Using colorectal (MC38) and melanoma (B16F10) tumor models, Benitez et al. showed that mice lacking Aire demonstrate enhanced antitumor immune responses when combined with anti-PD-1 or anti-CTLA-4. Aire-/- mice demonstrated increased infiltration of CD8+ T cell expressing higher levels of cytolytic molecules (Gzma, Gzmb, and Perforin), type-I interferon stimulated genes, and markers of tissue residency. Tumors from Aire-/- mice treated with anti-PD-1 showed an increase in NK cells, a decrease in macrophages with an increase in the M1 phenotype, and an increase in tumor-reactive CD8+ TILs with expanded clonal diversity.

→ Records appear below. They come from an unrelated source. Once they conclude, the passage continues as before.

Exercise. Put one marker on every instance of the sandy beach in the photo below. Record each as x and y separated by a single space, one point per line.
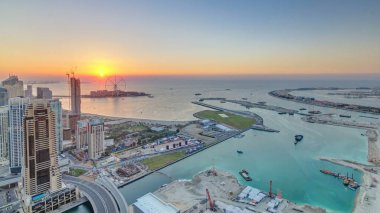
369 192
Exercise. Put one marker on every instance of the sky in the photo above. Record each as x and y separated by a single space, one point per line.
198 37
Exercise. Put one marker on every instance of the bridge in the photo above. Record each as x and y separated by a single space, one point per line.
101 200
112 188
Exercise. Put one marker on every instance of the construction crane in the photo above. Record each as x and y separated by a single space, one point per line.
211 203
68 84
270 189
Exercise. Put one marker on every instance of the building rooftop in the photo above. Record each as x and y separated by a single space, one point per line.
152 204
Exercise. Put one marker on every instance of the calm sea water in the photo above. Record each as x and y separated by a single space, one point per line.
268 156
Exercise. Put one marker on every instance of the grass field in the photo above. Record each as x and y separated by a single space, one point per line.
77 172
161 160
236 121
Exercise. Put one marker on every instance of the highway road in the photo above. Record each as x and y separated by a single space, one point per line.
100 199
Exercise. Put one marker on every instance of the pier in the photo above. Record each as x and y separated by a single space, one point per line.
285 95
259 105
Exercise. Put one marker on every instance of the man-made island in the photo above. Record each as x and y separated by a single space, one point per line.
285 94
112 94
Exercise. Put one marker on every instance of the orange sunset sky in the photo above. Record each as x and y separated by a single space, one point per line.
47 38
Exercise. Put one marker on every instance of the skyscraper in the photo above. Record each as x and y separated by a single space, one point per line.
40 169
75 96
4 138
56 107
3 96
16 132
14 87
44 93
96 145
90 135
29 91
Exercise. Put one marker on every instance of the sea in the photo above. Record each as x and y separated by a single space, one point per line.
294 170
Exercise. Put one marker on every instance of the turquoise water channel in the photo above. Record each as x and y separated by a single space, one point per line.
273 156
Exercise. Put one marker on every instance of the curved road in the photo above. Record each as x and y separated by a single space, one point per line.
100 199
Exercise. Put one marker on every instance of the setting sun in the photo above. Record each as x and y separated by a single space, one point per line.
102 72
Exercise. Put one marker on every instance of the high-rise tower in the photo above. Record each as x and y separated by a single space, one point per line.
14 87
4 137
16 132
40 171
75 96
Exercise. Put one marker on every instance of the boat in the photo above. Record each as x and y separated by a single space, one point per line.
315 112
245 175
298 138
239 136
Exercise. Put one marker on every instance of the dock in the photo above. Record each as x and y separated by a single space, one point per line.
263 128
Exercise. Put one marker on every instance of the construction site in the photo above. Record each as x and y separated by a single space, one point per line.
218 191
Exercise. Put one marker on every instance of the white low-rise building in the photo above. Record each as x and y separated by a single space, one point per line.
149 203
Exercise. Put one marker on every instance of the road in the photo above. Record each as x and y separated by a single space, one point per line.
100 199
112 188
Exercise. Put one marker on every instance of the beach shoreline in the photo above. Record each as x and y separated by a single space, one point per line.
365 200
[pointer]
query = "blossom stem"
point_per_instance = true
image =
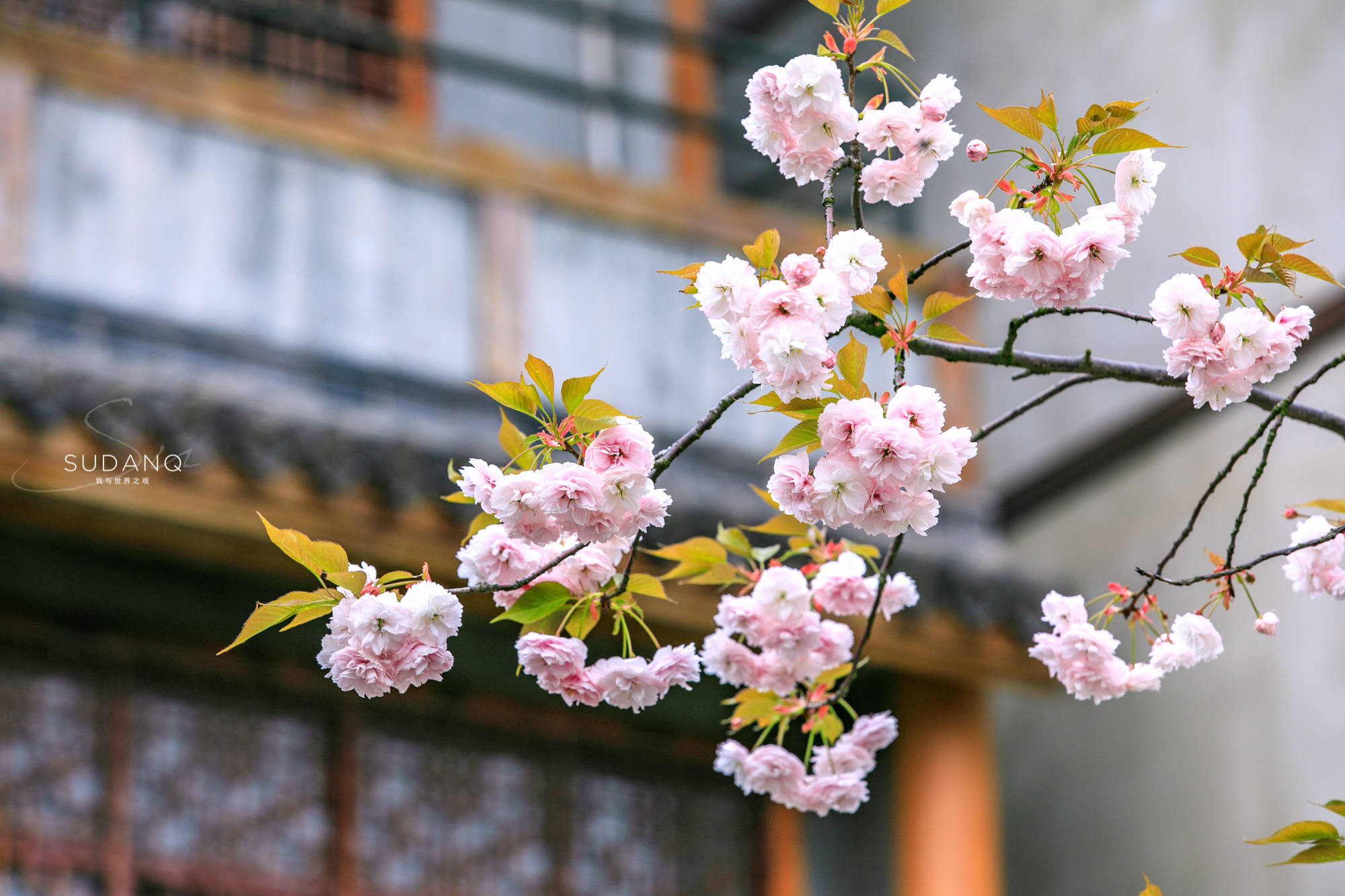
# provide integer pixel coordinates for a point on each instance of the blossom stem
(1042, 397)
(1234, 571)
(485, 588)
(874, 614)
(666, 456)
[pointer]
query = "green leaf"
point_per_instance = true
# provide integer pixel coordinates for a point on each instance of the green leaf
(537, 603)
(894, 41)
(1046, 111)
(648, 585)
(1200, 256)
(272, 614)
(878, 302)
(1126, 140)
(1016, 119)
(781, 525)
(314, 556)
(510, 395)
(514, 444)
(689, 272)
(1300, 831)
(575, 389)
(762, 252)
(1305, 267)
(852, 361)
(802, 436)
(353, 581)
(941, 303)
(948, 333)
(735, 541)
(543, 376)
(1328, 852)
(888, 6)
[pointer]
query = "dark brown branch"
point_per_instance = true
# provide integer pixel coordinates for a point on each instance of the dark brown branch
(1234, 571)
(486, 588)
(665, 458)
(1042, 397)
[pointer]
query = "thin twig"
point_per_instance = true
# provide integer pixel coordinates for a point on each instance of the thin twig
(884, 571)
(485, 588)
(1234, 571)
(1042, 397)
(665, 458)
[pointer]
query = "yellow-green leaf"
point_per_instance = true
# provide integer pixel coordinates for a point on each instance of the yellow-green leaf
(537, 603)
(762, 252)
(781, 525)
(804, 435)
(510, 395)
(272, 614)
(1328, 852)
(543, 376)
(689, 272)
(1300, 831)
(852, 361)
(876, 302)
(941, 303)
(1126, 140)
(575, 389)
(314, 556)
(898, 283)
(888, 6)
(948, 333)
(1200, 256)
(648, 585)
(1016, 119)
(894, 41)
(1305, 267)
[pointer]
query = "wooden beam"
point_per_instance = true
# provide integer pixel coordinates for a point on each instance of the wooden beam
(692, 89)
(785, 852)
(313, 119)
(948, 792)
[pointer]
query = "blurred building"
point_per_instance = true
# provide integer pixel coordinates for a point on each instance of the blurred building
(274, 239)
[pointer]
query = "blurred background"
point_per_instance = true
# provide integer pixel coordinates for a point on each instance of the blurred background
(274, 237)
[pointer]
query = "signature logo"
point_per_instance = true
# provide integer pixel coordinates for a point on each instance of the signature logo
(132, 467)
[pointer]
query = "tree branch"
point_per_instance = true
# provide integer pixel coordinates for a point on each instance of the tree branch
(665, 458)
(1226, 573)
(1042, 397)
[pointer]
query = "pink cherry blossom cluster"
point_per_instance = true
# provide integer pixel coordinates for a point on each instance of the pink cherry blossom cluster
(837, 782)
(1317, 571)
(879, 467)
(922, 134)
(626, 682)
(841, 588)
(606, 498)
(493, 557)
(1223, 360)
(801, 116)
(377, 642)
(1083, 658)
(1015, 255)
(778, 618)
(779, 329)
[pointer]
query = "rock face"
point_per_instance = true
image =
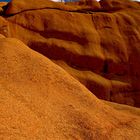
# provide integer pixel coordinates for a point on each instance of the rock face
(96, 43)
(39, 100)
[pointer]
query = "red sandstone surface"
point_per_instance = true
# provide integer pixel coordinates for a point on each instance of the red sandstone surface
(96, 46)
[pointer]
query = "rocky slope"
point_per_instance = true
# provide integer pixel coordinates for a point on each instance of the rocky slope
(39, 100)
(97, 43)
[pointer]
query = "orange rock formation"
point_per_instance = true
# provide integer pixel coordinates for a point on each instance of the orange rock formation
(95, 43)
(39, 100)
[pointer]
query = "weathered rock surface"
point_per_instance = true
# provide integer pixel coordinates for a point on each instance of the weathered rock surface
(98, 46)
(39, 100)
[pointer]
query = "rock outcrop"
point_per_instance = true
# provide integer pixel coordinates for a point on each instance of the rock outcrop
(39, 100)
(98, 45)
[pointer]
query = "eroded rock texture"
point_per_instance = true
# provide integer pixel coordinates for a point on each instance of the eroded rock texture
(97, 43)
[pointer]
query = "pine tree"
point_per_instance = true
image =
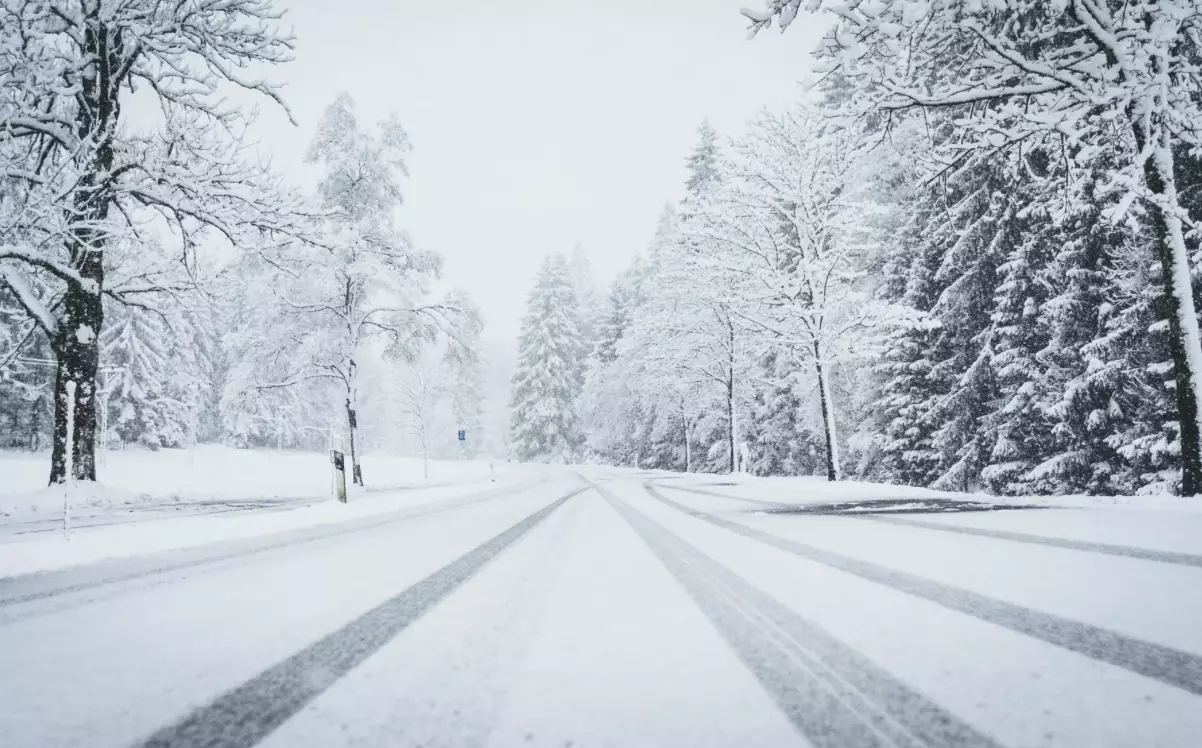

Contributed by Shishir Pant
ABSTRACT: The endogenous anti-tumor responses are limited in part by the absence of tumor-reactive T cells, an inevitable consequence of thymic central tolerance mechanisms ensuring prevention of autoimmunity. Here we show that tumor rejection induced by immune checkpoint blockade is significantly enhanced in Aire-deficient mice, the epitome of central tolerance breakdown. The observed synergy in tumor rejection extended to different tumor models, was accompanied by increased numbers of activated T cells expressing high levels of Gzma, Gzmb, Perforin, Cxcr3, and increased intratumoural levels of Cxcl9 and Cxcl10 compared to wild-type mice. Consistent with Aire's central role in T cell repertoire selection, single cell TCR sequencing unveiled expansion of several clones with high tumor reactivity. The data suggest that breakdown in central tolerance synergizes with immune checkpoint blockade in enhancing anti-tumor immunity and may serve as a model to unmask novel anti-tumor therapies including anti-tumor TCRs, normally purged during central tolerance.